96-year-old marks Victory Day, recalls road-building war feat

Thousands of local people build a road through mountains in southwest Yunnan so that the allied forces could send supplies to help China fight the Japanese aggressors during WWII.

Feng Zongyao, a veteran from the War of Resistance against Japanese Aggression, looks at a canteen used during WWII as he and four other veterans attend a commemoration in Zhongshan Hotel, Nanjing, eastern Jiangsu Province, yesterday, to mark the 73rd anniversary of the victory. The site was used as a military court to try Japanese war criminals.

Yang Xiandou was only 15 years old when he joined thousands of local people to build a road through the mountains in southwest Yunnan Province so that the allied forces could send supplies to help China fight the Japanese aggressors during World War II.

The Japanese army escalated the invasion into a full-scale war in 1937, blocking ports in China’s coastal areas and cutting off the Yunnan-Vietnam railway, thus making it very difficult for China to get supplies from allies.

At that critical moment, a road was the key to all.

Memories of the hard days eight decades ago resurfaced as China yesterday marked the 73rd anniversary of the victory of the War of Resistance against Japanese Aggression and the World Anti-Fascist War.

Japan signed the formal surrender on September 2, 1945, and China celebrated its victory the following day and declared September 3 Victory Day.

Yang, born in 1922, was the youngest of four kids in a farming family living in Lijia Village in the city of Baoshan.

Local leaders came to every household and required villagers to help build a road linking Yunnan and Myanmar.

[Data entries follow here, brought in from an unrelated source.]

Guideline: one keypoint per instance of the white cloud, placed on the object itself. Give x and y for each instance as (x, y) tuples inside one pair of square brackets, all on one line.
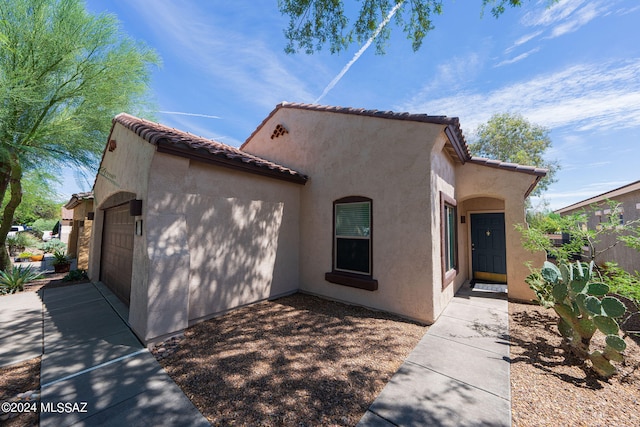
[(587, 96), (551, 15), (249, 66), (582, 17), (524, 39), (517, 58)]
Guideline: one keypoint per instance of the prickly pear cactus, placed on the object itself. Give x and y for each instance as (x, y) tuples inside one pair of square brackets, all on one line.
[(584, 308)]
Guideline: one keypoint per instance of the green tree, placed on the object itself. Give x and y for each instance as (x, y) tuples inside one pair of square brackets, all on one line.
[(315, 23), (511, 138), (64, 73)]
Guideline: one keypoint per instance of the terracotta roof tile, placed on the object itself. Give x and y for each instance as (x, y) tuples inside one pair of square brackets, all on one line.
[(177, 142), (509, 166), (453, 123), (76, 198)]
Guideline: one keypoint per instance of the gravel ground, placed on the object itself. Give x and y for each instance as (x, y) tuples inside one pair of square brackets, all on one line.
[(14, 381), (550, 389), (296, 361)]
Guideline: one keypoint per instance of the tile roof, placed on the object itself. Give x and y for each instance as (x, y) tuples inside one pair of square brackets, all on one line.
[(532, 170), (625, 189), (77, 198), (173, 141), (458, 147)]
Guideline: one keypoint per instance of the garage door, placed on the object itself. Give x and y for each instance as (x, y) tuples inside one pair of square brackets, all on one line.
[(117, 251)]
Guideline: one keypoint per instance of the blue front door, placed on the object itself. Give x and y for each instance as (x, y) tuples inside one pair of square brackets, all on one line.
[(488, 246)]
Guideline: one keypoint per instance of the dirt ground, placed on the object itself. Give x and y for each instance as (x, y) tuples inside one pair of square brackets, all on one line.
[(551, 388)]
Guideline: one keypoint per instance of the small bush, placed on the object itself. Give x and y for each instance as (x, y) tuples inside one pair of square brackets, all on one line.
[(52, 246), (44, 225), (622, 282), (59, 257), (13, 281)]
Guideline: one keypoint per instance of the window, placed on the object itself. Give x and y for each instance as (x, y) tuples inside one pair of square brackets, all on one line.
[(352, 248), (449, 239)]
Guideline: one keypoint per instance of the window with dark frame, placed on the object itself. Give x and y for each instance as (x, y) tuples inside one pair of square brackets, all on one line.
[(449, 239), (352, 243)]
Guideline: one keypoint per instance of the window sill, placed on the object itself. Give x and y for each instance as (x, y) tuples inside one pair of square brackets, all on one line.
[(448, 277), (352, 280)]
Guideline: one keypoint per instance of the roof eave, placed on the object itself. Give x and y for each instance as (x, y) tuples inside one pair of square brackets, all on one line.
[(218, 160)]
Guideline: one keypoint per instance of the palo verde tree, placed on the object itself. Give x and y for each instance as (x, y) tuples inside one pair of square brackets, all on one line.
[(38, 201), (511, 138), (64, 73), (315, 23)]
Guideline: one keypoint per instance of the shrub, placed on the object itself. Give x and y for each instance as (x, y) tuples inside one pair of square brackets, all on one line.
[(52, 246), (44, 225), (21, 240), (583, 308), (13, 281), (622, 282), (59, 257)]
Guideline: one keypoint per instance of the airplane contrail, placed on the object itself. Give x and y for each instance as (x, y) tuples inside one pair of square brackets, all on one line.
[(189, 114), (358, 53)]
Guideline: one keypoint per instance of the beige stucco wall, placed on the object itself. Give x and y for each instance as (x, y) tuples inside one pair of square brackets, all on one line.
[(627, 258), (80, 237), (126, 169), (478, 181), (443, 181), (213, 238), (388, 161)]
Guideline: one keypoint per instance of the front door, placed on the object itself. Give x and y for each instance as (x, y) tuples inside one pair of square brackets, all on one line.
[(488, 247), (117, 251)]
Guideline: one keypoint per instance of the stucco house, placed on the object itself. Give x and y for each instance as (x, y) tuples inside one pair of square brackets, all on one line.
[(380, 209), (598, 210)]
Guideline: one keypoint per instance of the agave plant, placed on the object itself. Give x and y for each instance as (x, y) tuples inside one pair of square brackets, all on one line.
[(13, 281)]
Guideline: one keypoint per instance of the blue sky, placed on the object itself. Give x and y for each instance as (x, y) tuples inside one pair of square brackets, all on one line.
[(573, 68)]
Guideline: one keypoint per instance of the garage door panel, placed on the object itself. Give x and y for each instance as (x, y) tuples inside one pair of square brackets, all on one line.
[(117, 251)]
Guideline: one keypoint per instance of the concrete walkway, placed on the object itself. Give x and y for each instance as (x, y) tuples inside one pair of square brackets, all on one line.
[(458, 375), (93, 363)]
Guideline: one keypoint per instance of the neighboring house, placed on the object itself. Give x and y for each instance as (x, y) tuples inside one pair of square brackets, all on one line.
[(379, 209), (66, 224), (598, 210), (81, 204)]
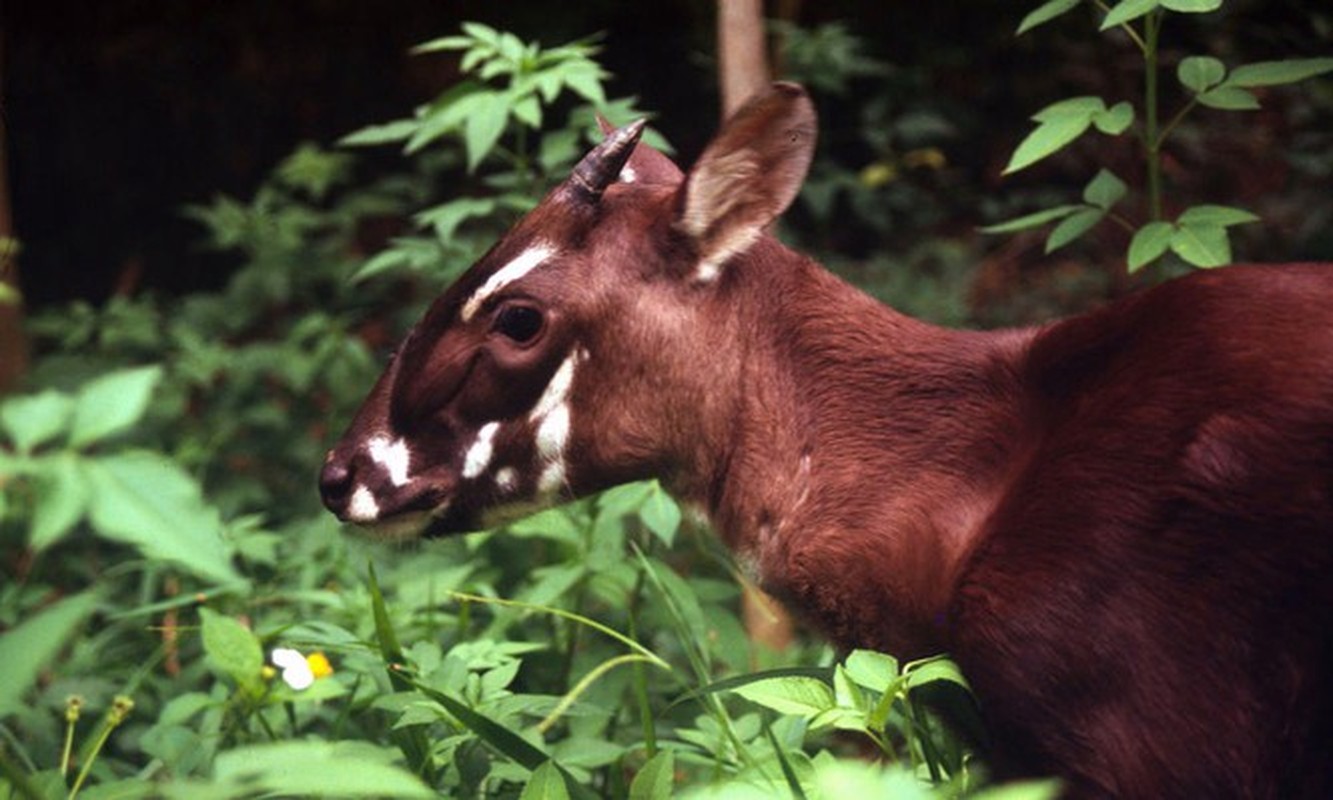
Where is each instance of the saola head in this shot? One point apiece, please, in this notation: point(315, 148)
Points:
point(585, 347)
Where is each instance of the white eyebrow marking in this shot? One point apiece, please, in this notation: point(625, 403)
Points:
point(393, 456)
point(523, 264)
point(363, 508)
point(479, 455)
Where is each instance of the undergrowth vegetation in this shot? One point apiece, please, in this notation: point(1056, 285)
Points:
point(181, 619)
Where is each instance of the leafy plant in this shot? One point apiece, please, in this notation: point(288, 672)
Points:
point(1199, 235)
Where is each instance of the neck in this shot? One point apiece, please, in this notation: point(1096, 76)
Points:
point(865, 455)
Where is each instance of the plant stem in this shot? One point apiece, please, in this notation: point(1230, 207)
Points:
point(1152, 140)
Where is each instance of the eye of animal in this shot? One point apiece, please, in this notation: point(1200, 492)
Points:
point(520, 323)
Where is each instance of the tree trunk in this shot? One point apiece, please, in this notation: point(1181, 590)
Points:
point(743, 71)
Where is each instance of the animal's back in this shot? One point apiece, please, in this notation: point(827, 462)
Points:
point(1161, 559)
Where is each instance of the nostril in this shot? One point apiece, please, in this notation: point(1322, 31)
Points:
point(335, 484)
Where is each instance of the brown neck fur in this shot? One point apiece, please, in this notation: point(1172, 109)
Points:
point(865, 452)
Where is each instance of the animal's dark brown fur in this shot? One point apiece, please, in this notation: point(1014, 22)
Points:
point(1120, 524)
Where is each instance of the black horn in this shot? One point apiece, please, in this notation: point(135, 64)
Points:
point(603, 164)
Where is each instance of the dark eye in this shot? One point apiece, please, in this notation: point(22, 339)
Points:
point(520, 323)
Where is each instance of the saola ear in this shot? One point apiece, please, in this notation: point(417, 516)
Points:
point(645, 164)
point(748, 175)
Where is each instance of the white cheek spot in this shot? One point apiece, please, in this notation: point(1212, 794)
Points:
point(553, 432)
point(363, 508)
point(393, 456)
point(523, 264)
point(552, 478)
point(479, 455)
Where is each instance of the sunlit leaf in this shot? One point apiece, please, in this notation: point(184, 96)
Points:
point(1267, 74)
point(33, 644)
point(1203, 246)
point(1149, 243)
point(1127, 11)
point(1044, 14)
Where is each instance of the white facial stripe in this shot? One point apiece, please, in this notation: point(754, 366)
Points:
point(393, 456)
point(523, 264)
point(479, 455)
point(363, 508)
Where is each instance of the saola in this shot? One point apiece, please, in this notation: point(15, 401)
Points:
point(1119, 524)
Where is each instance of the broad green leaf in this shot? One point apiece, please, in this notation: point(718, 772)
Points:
point(1083, 106)
point(32, 646)
point(1072, 227)
point(1200, 74)
point(872, 670)
point(1228, 98)
point(1115, 120)
point(1224, 216)
point(111, 403)
point(660, 515)
point(655, 780)
point(935, 670)
point(1267, 74)
point(1201, 246)
point(804, 696)
point(232, 648)
point(1148, 244)
point(147, 500)
point(484, 127)
point(1032, 220)
point(60, 502)
point(1048, 138)
point(316, 768)
point(545, 784)
point(1104, 190)
point(32, 420)
point(1192, 6)
point(1044, 14)
point(1128, 11)
point(384, 134)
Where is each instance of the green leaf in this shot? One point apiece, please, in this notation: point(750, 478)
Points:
point(484, 127)
point(1192, 6)
point(60, 502)
point(32, 646)
point(232, 650)
point(655, 780)
point(1268, 74)
point(1115, 120)
point(1072, 227)
point(1044, 14)
point(1201, 246)
point(147, 500)
point(1104, 190)
point(316, 768)
point(1032, 220)
point(1059, 126)
point(1148, 244)
point(1127, 11)
point(660, 515)
point(1228, 98)
point(1224, 216)
point(32, 420)
point(872, 670)
point(803, 696)
point(111, 403)
point(1200, 74)
point(545, 784)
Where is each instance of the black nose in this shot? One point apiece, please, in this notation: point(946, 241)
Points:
point(336, 484)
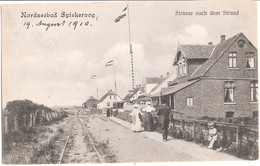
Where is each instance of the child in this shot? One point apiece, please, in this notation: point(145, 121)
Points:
point(212, 135)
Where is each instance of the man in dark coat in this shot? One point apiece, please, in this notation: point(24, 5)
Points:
point(165, 115)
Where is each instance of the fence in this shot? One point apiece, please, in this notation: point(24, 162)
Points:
point(239, 140)
point(12, 122)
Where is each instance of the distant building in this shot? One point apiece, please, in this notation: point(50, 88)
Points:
point(150, 82)
point(214, 80)
point(91, 102)
point(164, 83)
point(108, 100)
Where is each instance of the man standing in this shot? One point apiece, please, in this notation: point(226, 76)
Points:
point(148, 118)
point(164, 113)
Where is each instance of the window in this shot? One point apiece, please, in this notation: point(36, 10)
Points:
point(228, 92)
point(254, 91)
point(184, 68)
point(250, 60)
point(189, 101)
point(232, 60)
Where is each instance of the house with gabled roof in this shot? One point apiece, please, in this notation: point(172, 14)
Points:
point(214, 80)
point(108, 100)
point(134, 94)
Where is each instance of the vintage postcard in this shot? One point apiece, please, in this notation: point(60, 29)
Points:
point(129, 82)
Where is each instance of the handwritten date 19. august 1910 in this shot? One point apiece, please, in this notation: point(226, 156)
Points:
point(73, 24)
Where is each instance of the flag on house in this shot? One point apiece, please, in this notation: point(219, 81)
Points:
point(93, 76)
point(110, 63)
point(121, 16)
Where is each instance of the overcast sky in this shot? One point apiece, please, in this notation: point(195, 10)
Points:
point(54, 67)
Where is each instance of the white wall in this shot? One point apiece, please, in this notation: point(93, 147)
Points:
point(111, 101)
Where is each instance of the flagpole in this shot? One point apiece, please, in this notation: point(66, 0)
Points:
point(131, 51)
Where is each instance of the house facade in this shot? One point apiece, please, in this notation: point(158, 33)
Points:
point(91, 102)
point(214, 80)
point(150, 82)
point(108, 100)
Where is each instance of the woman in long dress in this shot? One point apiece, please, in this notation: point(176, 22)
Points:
point(137, 119)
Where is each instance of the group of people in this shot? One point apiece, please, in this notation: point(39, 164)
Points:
point(144, 120)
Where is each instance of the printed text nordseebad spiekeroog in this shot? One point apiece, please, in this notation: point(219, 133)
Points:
point(55, 15)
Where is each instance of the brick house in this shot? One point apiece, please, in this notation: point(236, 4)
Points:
point(214, 80)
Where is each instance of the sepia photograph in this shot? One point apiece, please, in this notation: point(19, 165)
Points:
point(129, 82)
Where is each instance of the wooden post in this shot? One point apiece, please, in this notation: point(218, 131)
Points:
point(34, 117)
point(182, 125)
point(193, 129)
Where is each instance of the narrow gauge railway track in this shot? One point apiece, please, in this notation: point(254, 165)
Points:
point(62, 158)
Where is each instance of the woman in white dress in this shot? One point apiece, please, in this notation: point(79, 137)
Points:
point(137, 119)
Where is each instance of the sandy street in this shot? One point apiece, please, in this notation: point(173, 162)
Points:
point(129, 146)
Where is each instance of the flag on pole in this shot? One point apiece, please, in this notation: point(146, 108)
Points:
point(110, 63)
point(93, 76)
point(121, 16)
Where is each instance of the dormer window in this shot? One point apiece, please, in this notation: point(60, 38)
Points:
point(182, 67)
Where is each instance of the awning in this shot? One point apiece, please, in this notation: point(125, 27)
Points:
point(173, 89)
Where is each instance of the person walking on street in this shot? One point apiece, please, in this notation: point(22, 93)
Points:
point(164, 113)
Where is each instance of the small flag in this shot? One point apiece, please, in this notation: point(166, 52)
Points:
point(119, 18)
point(110, 63)
point(125, 9)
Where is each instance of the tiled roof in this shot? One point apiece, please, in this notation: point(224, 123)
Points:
point(154, 80)
point(165, 79)
point(197, 51)
point(175, 88)
point(217, 52)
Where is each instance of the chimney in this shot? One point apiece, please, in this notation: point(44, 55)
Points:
point(222, 38)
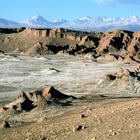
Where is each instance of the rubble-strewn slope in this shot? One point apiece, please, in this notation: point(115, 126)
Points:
point(29, 41)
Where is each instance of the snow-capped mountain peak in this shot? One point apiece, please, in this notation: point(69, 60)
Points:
point(101, 24)
point(36, 21)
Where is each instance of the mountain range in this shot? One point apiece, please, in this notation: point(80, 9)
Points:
point(101, 24)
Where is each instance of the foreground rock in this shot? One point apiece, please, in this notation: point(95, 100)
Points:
point(125, 82)
point(38, 99)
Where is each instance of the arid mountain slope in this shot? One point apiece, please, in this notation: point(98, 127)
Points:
point(32, 42)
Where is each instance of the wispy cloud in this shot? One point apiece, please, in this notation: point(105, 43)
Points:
point(124, 2)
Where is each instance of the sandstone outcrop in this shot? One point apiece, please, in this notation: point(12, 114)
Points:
point(116, 45)
point(37, 99)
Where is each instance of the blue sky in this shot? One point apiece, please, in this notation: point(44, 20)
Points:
point(19, 10)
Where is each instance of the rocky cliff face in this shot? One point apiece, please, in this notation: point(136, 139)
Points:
point(30, 41)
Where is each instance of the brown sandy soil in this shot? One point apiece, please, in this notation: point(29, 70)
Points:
point(114, 121)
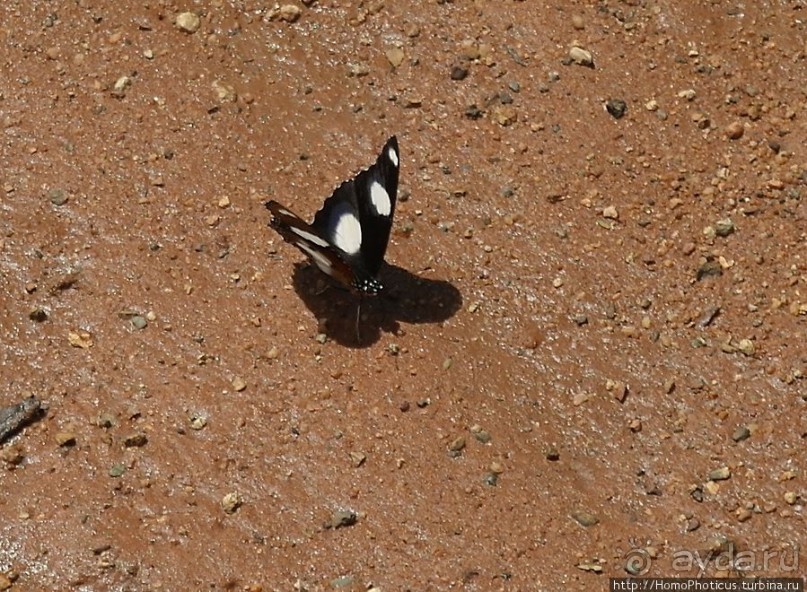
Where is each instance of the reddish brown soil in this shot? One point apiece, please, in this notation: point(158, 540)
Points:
point(554, 276)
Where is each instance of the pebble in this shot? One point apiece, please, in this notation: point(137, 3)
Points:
point(395, 56)
point(58, 197)
point(724, 227)
point(459, 72)
point(188, 22)
point(743, 514)
point(456, 445)
point(135, 440)
point(746, 346)
point(741, 433)
point(581, 57)
point(341, 519)
point(139, 322)
point(720, 474)
point(198, 421)
point(65, 439)
point(480, 434)
point(289, 13)
point(231, 502)
point(38, 315)
point(121, 86)
point(585, 519)
point(735, 130)
point(616, 107)
point(504, 115)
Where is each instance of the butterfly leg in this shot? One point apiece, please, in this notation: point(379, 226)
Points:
point(358, 320)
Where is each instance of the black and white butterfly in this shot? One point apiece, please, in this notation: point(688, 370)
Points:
point(349, 235)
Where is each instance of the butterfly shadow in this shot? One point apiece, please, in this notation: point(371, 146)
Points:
point(406, 298)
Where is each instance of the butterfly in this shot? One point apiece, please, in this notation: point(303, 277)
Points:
point(349, 235)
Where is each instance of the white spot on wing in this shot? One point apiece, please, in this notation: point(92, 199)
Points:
point(347, 233)
point(380, 199)
point(312, 238)
point(392, 155)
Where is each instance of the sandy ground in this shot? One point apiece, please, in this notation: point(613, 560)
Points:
point(591, 359)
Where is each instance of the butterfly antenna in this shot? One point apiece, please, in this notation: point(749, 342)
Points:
point(358, 321)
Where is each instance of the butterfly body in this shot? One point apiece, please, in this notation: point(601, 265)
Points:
point(349, 235)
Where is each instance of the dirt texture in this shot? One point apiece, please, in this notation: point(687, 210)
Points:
point(590, 361)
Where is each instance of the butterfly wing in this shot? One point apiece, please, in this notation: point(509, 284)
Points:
point(357, 218)
point(349, 235)
point(297, 232)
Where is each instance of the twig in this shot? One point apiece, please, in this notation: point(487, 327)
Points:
point(12, 418)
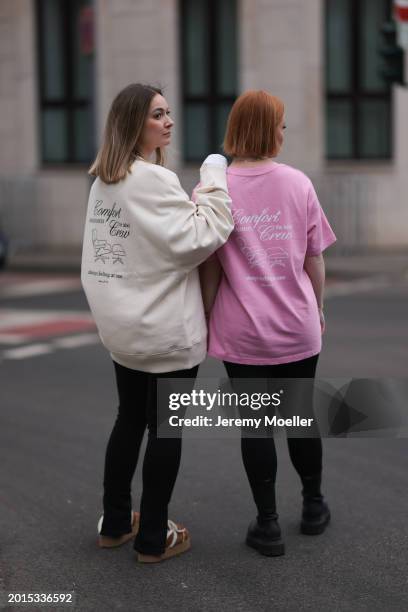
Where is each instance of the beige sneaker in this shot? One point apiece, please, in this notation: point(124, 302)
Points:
point(178, 541)
point(109, 542)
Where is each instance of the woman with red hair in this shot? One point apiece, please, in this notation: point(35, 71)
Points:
point(266, 320)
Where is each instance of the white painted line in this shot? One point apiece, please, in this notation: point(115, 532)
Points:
point(15, 317)
point(40, 288)
point(33, 350)
point(76, 341)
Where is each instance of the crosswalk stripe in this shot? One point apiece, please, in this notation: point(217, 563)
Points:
point(32, 350)
point(76, 341)
point(40, 288)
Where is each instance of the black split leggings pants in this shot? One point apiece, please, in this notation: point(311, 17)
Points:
point(138, 412)
point(259, 454)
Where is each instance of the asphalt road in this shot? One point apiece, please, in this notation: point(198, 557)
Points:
point(57, 410)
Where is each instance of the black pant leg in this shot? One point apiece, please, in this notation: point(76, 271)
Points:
point(258, 454)
point(123, 449)
point(160, 468)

As the dawn broke on a cold winter day, the little boy set off on foot with a pole. He packed tools, including a hoe, two dustpans and a sickle and daily necessities for ten days — a quilt, clothes, as well as potatoes, rice and pickle.

“To get to the construction site, we had to climb up steep mountains more than 2,000 meters above sea level, with more than 30 kg of luggage for at least one day, from dawn to dusk,” he said.

On arriving, they had to build a shed in the nearby mountains first. Adults and the strong were responsible for the work. They cut four trees to form the foundation and then used sheets made of bamboo for the walls and roof. The only things inside were self-made straw mattresses which served as bed.

“A larger shed can fit four people while a smaller can fit two,” Yang said.

From morning to night, the road was filled with thousands of workers.

“Without any advanced equipment or machinery, everything depended on human forces,” he said.

Yang worked a total of 100 days, completing over 40 kilometers of road.

Besides Yang, about 200,000 Chinese people paved a miracle in road history, completing more than 540 km in nine months during the war, about half of the 1,146-km China-Myanmar road (also known as the Burma Road) that connects Kunming, the provincial capital of Yunnan, with Lashio of Myanmar.

“The China-Myanmar road played a vital role in China’s victory in its war against Japanese invasion, and the construction workers are the real heroes who made the impossible come true,” said Yu Ge, writer and WWII expert.

“They leave us with great spiritual heritage, motivating Chinese to pursue a better life with hard work.”

About 80 years later, most of the workers have died and Yang, 96, is one of less than 10 workers still alive. His life has undergone tremendous changes. Yang retired from a forest farm in 1980 and now enjoys pension and subsidies of about 3,000 yuan (US$439) a month.